"Regardes comment on les a punies", a-t-il confié à sa femme dans sa lettre, se disant déterminé à poursuivre son action destructrice.
Massacres, dévastations de village, viols, usage de la famine comme arme de guerre, la liste des atrocités commises par l’armée française durant sa conquête coloniale de l’Algérie est assurément longue, certaines ayant été rendues célèbres grâce à des extraits de lettres rédigées de la main même de leurs auteurs.

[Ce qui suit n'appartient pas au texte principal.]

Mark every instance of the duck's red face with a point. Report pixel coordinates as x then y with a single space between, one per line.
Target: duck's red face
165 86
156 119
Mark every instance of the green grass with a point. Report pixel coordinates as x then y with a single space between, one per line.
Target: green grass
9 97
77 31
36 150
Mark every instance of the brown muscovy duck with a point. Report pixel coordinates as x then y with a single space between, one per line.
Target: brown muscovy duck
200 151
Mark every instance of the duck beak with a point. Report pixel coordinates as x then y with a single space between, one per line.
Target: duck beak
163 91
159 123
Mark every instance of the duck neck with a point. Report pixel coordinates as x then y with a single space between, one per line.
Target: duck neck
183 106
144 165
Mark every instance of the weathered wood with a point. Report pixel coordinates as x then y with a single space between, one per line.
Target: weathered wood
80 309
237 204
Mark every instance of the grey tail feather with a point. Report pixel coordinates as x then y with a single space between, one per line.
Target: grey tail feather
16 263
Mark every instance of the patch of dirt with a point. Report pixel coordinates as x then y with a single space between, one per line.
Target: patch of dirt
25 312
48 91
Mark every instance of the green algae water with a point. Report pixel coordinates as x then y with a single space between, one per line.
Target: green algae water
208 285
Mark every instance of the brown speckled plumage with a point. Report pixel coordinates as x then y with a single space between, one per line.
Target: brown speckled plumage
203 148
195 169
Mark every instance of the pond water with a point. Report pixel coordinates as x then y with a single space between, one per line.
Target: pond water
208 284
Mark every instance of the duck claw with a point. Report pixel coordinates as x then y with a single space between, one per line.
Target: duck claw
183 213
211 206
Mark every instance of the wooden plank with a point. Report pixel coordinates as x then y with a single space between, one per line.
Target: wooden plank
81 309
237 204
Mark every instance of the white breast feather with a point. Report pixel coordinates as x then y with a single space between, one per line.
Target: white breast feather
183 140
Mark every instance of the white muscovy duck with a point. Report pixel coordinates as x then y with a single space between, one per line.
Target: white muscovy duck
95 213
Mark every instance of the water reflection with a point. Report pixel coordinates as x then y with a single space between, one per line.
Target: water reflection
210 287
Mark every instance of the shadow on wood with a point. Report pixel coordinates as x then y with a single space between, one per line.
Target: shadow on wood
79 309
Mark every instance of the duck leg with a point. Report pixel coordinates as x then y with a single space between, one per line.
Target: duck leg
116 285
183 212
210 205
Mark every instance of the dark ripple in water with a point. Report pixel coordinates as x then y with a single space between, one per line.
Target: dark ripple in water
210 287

Véritable attentat contre l’humanité, ces barbaries mettent dans l’embarras la classe politique en France dès lors qu’il est question d’un sujet aussi sensible que celui ayant trait au passé colonial de l’Algérie.

Pour le Dr Abderahamane Tounsi, enseignant au département d’histoire de la faculté des sciences humaines de l’université Djillali Bounaâma de Khémis Miliana (Aïn Defla), ces lettres confidentielles dont nombre ont été écrites par ces officiers à leurs conjointes, conforte la conviction ayant trait au fait que pour l’Armée coloniale, le plus important était de réaliser ses desseins nonobstant les procédés utilisés.

Ayant effectué des recherches sur la guerre d’Algérie au niveau du Service Historique de l’Armée de Terre (SHAT) de Vincennes (Paris) réservés aux archives militaires ainsi qu’au niveau de l’Archive National d’Outre-Mer (ANOM) (Aix-en-Provence), M.Tounsi a eu comme point de mire les crimes commis par l’armée coloniale en Algérie.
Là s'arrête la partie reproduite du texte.